How do you write a sound business contract, or evaluate one that you are asked to sign. A contract should include four categories of content:
Covenants – the promise made in the contract
Conditions – the condition under which the promises must be kept
Representations – include things that are known at a specific date that are relevant to the contract (e.g. property condition)
Warranties – provide assurance that specific facts or conditions are true or will happen
Answering the simple questions: who, what, when, where , how and how much, will often provide an excellent start to the covenants. Think about each of these in detail and clearly articulate the specifics. Do not try to use flowery language; try to be direct, specific and clear.
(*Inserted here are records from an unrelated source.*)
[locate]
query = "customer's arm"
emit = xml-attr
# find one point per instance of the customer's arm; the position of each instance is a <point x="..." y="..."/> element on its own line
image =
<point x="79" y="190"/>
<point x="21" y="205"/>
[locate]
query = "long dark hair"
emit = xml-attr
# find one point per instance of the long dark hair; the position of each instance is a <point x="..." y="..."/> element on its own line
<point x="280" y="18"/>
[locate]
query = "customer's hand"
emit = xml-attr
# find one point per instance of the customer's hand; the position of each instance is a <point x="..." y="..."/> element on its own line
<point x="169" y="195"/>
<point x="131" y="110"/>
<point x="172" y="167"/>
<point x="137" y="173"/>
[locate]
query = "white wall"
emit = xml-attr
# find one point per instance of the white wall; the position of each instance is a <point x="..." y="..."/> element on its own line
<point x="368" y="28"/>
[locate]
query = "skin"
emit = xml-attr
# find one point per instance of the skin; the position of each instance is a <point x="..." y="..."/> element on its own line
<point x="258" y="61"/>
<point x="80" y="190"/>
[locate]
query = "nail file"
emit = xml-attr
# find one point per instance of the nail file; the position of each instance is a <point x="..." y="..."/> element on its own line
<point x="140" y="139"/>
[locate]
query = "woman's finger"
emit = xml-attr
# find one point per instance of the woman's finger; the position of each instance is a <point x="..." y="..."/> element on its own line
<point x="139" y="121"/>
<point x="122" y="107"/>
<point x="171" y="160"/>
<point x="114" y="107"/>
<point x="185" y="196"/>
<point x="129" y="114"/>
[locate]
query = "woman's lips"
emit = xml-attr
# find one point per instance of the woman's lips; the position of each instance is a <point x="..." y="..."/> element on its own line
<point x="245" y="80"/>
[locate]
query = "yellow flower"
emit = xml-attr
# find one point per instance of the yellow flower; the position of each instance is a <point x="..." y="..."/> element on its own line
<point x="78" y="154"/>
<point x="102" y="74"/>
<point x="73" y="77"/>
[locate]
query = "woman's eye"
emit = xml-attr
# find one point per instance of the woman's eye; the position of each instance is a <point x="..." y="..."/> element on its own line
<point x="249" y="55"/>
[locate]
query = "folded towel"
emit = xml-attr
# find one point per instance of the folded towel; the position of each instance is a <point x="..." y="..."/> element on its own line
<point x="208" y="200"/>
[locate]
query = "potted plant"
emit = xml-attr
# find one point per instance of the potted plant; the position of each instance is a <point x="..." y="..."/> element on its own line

When a party has an obligation use the word “shall,” but take care not to confuse use of that word. In every case that a contract reads, “shall” the reader should be able to replace the word with the phrase, “has a duty to.”
Use active voice – “the party will pay,” rather than “the sum will be paid.” This increases clarity of intent.
Representations and Warranties
Statements of fact in a contract or in obtaining the contract are considered to be either warranties or representations.
Remember, warranties are assurances by one party to the other party that specific facts or conditions are true or will happen. Traditionally, warranties are factual promises which are enforced through a contract legal action, regardless of materiality, intent, or reliance.
Representations are traditionally precontractual statements which allow for a tort-based action if the misrepresentation is negligent or fraudulent. In other words, representations define what one of the parties knows to be true at the time of the contract. A party could represent that a car that is for sale has not been in an accident. Following the sale that could change, but at that moment it is accurate.
In U.S. law, the distinction between the two is somewhat unclear; warranties are viewed as primarily contract-based legal action while negligent or fraudulent misrepresentations are tort-based, but there is a confusing mix of case law in the United States.
In writing and reviewing contracts pay special attention to warranties, ensuring that those are indeed facts or conditions that can be guaranteed.